A short history of heavy metal music

Heavy metal music isn’t for everybody but for the ones that it does hit, it hits them hard in the soul.

From its powerful lyrics, guitar solos that melt into your heart and some hot banging drum beats, it’s a whole exciting experience on its own. Some deem it too heavy and some play into the stereotype that it’s Satan-worshipping tunes. Despite the rumors, the genre has been going strong since the 1960’s, with new bands and even new genres constantly gaining followers ever since. The history of this fantastic genre hasn’t always been all fun, unicorns and light heartedness, more like a wild and unsmooth path, but it surely brings a punch.

How heavy metal gained its popularity

It all started in the 1960s when two outlandish English bands that you may have heard of, Black Sabbath and Led Zeppelin, decided to unite and create what no one had created before.

Hits like “Dazed and Confused” and “N.I.B.” were tunes unlike any heard before. Heavy guitars and fast drum beats were mind-blowing for youth looking for a way to let out rage.

After the kick starting age of the 60s, Kiss and Deep Purple brought the newly created edgy sounding genre to America and influenced a new crop of listeners.

The 70s saw an even newer blend of genres in metal emerging from the punk scene. The New Wave of British Heavy Metal (often stylized as NWOBHM) breathed new life into metal music. Iron Maiden and Motörhead restored faith in new music that was heavy and aggressive. With the recent passing of Motörhead’s bassist and lead singer, Lemmy Kilmister, this particular era of metal has seen a recent resurgence (although we can’t say that really ever actually faded in the first place).

One of the main acts of the heavy metal scene is by far, without any sort of doubt, love them or hate them but you got to give it to them that they’re one of the most influential bands of all time: Metallica. Formed by frontman James Hetfield and drummer Lars Ulrich in the early 1980’s, they’ve released nine albums so far over the course of their history and recently celebrated their 38th year together as a band. “Master of Puppets” has been featured on countless lists as one of the best metal albums to have ever been created, and their legacy lives on to inspire a new group of metal fans.

Since the 1980’s, metal has widely branched out as artists began to experiment with sounds that were meant to set them apart from one another.
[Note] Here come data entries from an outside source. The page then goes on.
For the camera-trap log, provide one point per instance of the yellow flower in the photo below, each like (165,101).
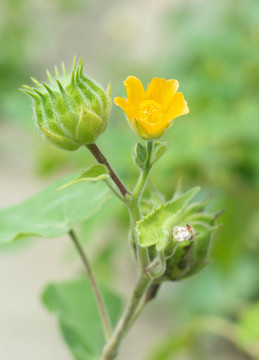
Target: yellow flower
(152,112)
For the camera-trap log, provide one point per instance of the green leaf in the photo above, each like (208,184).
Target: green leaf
(249,326)
(51,213)
(74,305)
(94,173)
(161,148)
(155,226)
(139,154)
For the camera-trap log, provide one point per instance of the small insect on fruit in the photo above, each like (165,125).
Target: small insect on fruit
(181,233)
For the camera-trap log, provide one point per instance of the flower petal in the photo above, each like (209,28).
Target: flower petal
(135,90)
(130,111)
(152,131)
(177,107)
(162,91)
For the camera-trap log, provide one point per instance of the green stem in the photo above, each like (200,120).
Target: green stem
(110,350)
(102,160)
(122,199)
(134,205)
(143,282)
(98,296)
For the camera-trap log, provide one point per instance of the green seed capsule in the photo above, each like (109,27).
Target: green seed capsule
(71,110)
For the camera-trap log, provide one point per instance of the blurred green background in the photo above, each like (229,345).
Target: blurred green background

Thrash metal began with Slayer being arguably one of the leaders of the genre. Pantera paved the way for groove metal and Death and Opeth slayed the death metal scene. Dream Theater is known for being the forerunners of the progressive metal subgenre, while Bullet for my Valentine covers metalcore.

Popular metal performers that inspire even the youngest of metal fans are Angus Young of the infamous band AC/DC and Till Lindemann of the extremely controversial band Rammstein. Mosh pits, otherwise known as the wall of death, became popular in the late 1980’s during the power metal era and was a way for concert attendees to “get to know each other a bit better”… just kidding, but yeah, it was a unique form of interacting, even for the more introverted people.

Of course with such a complex genre that doesn’t shy away from aggressive and even violent lyrics at times, along came the criticism. Mosh pits and human safety were also under scrutiny, but what outsiders never understand is that this form of “dancing” isn’t filled with hate but with a desire to unite with fellow headbangers.

You could say that heavy metal music is a beautiful mess. It’s loud, it’s in-your-face, at times it mocks reality and it most certainly is angry. It’s not everyone’s cup of tea, and that’s OK. But for some, it’s life-changing and a way to escape from the mediocre day-to-day life. And isn’t that what music is there for anyway?